つまり、酒を飲んで人と話した翌日は地獄である。半覚醒の状態で昨日の過ちを追体験し続ける。

朝起きた時点でこれはダメだと分かったので、今日は創作を諦めて外に出た。神奈川県文学館で安部公房の企画展を見た。美術館や博物館と違って、作品自体を鑑賞できるわけじゃないから、会場でできることは一種の追憶みたいな感じ。原稿や手紙、メモの断片。なので、それ単体で意味のあるものは少ないけど、原稿に入った手書きの修正を見るのは楽しかった。自分の作品ならgit diffのログだなと妄想したりした。

自分が読んだことあるのは「壁」「砂の女」「箱男」だけで、知らない作品がたくさんあった。帰りに本屋で第四間氷期を買おうとしたけど、見当たらなかったのでAmazonで注文した。実は文学館の出口で売ってたんだけど読んでないのがバレたくなくて物知り顔で帰ってきたのだ。
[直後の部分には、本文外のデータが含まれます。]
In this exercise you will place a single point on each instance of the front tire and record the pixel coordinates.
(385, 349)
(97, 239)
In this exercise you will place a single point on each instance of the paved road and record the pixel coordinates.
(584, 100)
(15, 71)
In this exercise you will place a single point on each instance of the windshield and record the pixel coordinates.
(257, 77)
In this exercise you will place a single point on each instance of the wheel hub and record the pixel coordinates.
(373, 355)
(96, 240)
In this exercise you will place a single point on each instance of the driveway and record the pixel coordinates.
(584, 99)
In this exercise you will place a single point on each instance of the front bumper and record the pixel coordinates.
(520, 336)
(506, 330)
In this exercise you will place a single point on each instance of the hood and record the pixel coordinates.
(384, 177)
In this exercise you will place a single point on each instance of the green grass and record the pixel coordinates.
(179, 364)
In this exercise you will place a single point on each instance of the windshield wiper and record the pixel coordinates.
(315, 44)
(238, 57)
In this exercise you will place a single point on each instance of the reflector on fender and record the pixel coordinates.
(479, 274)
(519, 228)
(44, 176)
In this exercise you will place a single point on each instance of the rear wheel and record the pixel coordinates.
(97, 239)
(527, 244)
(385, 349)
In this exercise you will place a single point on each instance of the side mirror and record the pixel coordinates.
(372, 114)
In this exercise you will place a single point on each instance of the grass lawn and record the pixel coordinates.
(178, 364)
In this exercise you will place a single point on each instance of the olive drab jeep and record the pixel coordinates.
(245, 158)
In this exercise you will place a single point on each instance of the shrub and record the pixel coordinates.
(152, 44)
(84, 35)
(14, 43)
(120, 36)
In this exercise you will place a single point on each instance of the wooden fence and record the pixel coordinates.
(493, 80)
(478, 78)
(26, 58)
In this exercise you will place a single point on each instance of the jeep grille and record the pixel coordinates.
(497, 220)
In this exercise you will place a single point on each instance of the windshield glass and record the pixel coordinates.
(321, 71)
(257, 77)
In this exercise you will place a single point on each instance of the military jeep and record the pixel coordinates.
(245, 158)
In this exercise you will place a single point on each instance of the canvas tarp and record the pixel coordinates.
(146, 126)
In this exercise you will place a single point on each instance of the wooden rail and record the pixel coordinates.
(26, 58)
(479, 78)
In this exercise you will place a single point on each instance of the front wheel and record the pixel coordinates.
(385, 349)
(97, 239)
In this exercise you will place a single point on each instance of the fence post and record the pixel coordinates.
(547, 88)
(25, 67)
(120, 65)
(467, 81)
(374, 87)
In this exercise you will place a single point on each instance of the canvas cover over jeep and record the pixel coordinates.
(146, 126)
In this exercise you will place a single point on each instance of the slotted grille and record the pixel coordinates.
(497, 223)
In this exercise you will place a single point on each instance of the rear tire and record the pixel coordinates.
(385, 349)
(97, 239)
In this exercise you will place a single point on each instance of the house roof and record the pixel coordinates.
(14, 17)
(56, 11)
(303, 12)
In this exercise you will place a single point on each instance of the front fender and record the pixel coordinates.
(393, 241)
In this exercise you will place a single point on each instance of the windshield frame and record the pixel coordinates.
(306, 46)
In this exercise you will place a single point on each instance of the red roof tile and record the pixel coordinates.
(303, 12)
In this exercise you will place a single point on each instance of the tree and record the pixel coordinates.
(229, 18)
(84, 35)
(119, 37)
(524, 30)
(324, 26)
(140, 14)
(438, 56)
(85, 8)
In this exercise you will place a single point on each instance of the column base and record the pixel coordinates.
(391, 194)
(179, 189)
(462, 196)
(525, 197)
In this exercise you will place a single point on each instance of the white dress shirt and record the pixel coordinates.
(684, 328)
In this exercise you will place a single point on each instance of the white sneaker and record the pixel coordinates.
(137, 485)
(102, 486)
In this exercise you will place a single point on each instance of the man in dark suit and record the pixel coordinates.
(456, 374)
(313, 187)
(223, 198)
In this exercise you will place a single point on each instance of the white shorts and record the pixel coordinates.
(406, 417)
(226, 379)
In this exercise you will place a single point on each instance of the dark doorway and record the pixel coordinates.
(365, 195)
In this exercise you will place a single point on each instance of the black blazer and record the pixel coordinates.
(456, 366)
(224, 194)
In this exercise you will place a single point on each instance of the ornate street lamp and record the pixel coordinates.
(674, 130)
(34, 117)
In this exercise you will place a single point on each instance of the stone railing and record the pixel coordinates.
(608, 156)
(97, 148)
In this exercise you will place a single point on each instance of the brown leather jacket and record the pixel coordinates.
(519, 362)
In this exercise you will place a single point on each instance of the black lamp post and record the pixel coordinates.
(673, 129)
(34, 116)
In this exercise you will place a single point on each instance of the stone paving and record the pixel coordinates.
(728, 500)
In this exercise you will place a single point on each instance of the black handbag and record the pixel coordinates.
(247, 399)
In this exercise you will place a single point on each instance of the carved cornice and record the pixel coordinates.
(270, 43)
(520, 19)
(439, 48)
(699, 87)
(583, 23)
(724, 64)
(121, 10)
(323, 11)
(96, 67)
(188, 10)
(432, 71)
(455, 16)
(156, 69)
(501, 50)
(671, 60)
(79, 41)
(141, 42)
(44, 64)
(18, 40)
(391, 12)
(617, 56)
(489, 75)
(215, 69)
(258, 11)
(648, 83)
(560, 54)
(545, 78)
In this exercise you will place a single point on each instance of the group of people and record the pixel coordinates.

快活クラブで少しだけ社会の仕事をして、それから蒲田駅前の図書館に行った。新聞の縮刷を読むためだ。SAEKOの舞台は2008年10月で、フレーバーテキストのために当時の記事を見ておきたかった。紙面は暗かった。ちょうどリーマン・ショックの時期だった。みんな不安そうにしていた。昔の人もお酒を飲んでなんとか生き延びてきたのかな。